General education proves in fact to be a reduction in the classroom for average consumption of a certain average quantum of information about the behavior of Western Man. Why does this sort of thing represent an advance on my zealous scientific undergraduate who, inspired with enthusiasm for chemistry, took seven eighths of his work in what he came to college to find out? I cheerfully grant that, however superior as a chemist, he may have been a poor citizen, but are we turning out better citizens? The hope of the republic rests upon an informed citizenry. All the investigations into the book-reading habits of Americans, college graduates included, reveal that the reading of books drops sharply at the school-leaving age, and that we read fewer books in proportion to our population than does any other nation of the West.

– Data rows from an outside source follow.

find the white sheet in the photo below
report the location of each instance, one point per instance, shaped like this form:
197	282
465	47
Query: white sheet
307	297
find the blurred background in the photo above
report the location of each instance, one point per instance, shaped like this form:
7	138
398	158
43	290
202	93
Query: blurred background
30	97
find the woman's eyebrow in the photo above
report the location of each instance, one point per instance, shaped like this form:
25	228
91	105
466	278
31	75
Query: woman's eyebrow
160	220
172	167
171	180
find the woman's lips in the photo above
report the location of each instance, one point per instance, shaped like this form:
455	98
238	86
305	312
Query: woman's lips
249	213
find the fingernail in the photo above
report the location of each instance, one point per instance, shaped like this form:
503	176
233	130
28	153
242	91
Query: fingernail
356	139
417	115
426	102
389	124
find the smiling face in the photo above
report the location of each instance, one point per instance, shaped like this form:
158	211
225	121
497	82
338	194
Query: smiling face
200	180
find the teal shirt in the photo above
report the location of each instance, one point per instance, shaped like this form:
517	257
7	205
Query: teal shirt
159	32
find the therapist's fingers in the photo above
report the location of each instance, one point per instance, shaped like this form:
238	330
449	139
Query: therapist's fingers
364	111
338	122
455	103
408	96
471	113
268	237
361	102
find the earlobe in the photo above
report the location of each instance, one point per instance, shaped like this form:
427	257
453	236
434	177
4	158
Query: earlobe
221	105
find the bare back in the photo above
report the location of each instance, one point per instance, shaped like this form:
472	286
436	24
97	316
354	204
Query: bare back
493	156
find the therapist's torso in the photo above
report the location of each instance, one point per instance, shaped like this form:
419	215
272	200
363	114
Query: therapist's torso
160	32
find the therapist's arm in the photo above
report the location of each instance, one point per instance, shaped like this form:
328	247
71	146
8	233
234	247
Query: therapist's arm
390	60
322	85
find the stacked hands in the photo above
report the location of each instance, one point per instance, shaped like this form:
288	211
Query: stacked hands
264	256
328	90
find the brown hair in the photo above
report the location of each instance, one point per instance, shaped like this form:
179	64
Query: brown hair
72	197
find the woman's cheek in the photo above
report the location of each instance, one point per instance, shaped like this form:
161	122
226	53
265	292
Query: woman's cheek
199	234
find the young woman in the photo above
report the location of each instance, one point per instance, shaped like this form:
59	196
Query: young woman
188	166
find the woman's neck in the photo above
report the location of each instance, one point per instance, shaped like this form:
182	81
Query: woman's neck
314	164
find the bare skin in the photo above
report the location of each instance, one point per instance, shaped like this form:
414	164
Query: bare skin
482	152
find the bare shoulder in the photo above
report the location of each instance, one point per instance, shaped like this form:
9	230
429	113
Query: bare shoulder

The ancient fable of Mark Hopkins on a log is only a fable, and I do not favor the log. But I do favor Mark Hopkins. That is to say, I think there is a good deal to be said for the lopsided zealot, on fire with fanatical enthusiasm for the first crusade, aerodynamics, quaternions, the Federal Reserve system, or the superiority of William Butler Yeats to all other recent poets. I do not expect him to transmit this enthusiasm to the sad average, but I should like to give him the opportunity to collogue with his younger kind. In Blake’s words, the way to the palace of wisdom leads through excess. I suggest that our wellmeant hope that waste may be reduced may mean that excellence is reduced also. I suggest that the purpose of an academic institution is, or ought to be, to produce men of singular and exceptional talent, not merely conformable citizens. I am not quite clear, and never have been, why everybody has to be exposed to equal parts of Euripides and Beethoven, the Middle Ages and modern times, biology and mathematics. Like Mr. James Thurber, all I could ever see in the microscope they gave me in botany was a reflection of my own eye.
But of course this is merely an exercise in dissent.